Of course, the scene ends when the old man’s sister appears, tells the reporter to go away and slams the door. McAdams is still writing in her notebook as she goes down the steps, getting all the details of the brief exchange down in the record. She doesn’t react in any way to the door being shut in her face. That’s just part of the job.
As the end of the year approaches, I am still working on my “best of” collection for 2015. Categories are likely to include Best Howard Gustafson quote, Best Excuse for Lack of Progress on Desalination, Best Peninsula Performance by a Twangy Musician and Best Case of Misdirection on a Planning Matter by the Board of Supervisors.
My “worst of” collection is coming along more quickly, though, and I recognize now that if I don’t get started, I’ll never make it through a whole year’s worth of clunkers.

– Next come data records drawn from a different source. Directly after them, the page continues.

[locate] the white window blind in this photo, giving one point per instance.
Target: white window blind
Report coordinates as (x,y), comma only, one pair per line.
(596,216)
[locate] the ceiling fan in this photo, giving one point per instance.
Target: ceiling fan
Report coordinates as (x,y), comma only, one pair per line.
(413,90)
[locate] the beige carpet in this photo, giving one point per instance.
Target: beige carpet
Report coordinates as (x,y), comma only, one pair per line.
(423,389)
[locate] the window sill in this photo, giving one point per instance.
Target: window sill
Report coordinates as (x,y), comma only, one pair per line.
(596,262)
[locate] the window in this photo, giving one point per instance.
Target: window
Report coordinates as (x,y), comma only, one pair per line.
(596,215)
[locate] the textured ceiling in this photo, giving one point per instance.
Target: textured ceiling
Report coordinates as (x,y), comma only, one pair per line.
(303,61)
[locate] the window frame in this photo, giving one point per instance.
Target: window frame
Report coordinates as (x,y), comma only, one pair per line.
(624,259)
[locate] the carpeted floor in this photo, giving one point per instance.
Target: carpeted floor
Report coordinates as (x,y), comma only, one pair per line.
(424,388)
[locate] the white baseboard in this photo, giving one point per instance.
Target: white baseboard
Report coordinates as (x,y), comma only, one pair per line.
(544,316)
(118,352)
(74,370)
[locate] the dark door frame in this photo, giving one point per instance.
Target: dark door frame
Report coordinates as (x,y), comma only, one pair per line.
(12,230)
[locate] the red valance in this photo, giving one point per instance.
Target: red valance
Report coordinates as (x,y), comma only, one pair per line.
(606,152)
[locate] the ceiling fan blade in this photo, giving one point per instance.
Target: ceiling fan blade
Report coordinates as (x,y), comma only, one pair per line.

So here we go. The choice of Worst Opinion Column of 2015: National, goes to National Review columnist Victor Davis Hanson for his Dec. 3 offering in which he tries to tell us that Barack Obama and those who don’t hate him are responsible for the the rise of Donald Trump.
He doesn’t exactly defend Trump but says essentially that America deserves his demagoguery for not rising up in full rebellion against the president and the oppression of political correctness. In other words, the epidemic of mindless support for mindless pronouncements? It’s Obama’s fault.
“Trump’s vague ‘make America great again’ was the natural bookend to Barack Obama’s even more vacuous ‘hope and change.’”
If you’re looking for some explanation, this is the best you’ll get:
“The public no longer respects U.S. Immigration and Customs Enforcement, the IRS, the VA, or the GSA. Even the once-hallowed Secret Service has become a near laughingstock of incompetency, corruption, and politicization.”
Which is why Trump’s campaign has blossomed, Hanson tells us, despite the billionaire’s “verbal sloppiness” and “ridiculousness.”
“The world that we are told about by our government bears no resemblance to what we see and hear every day,” Hanson writes. “President Obama has exacerbated this current disconnect between the public and its officials. In unserious fashion, he shares his selfies, parades his annual Final Four picks, and jets off to Los Angeles to appear on late-night talk shows, even as he hectors Americans in sermons about their Islamophobia, their carbon footprints, their immigration xenophobia, and their gun obsessions.”
So in Hanson’s view, it is inevitable that the leading Republican contender to replace Obama is a proud Islamaphobe who attacks his critics as stupid and whose campaign consists of sound bites, staged rallies and mid-day talk shows.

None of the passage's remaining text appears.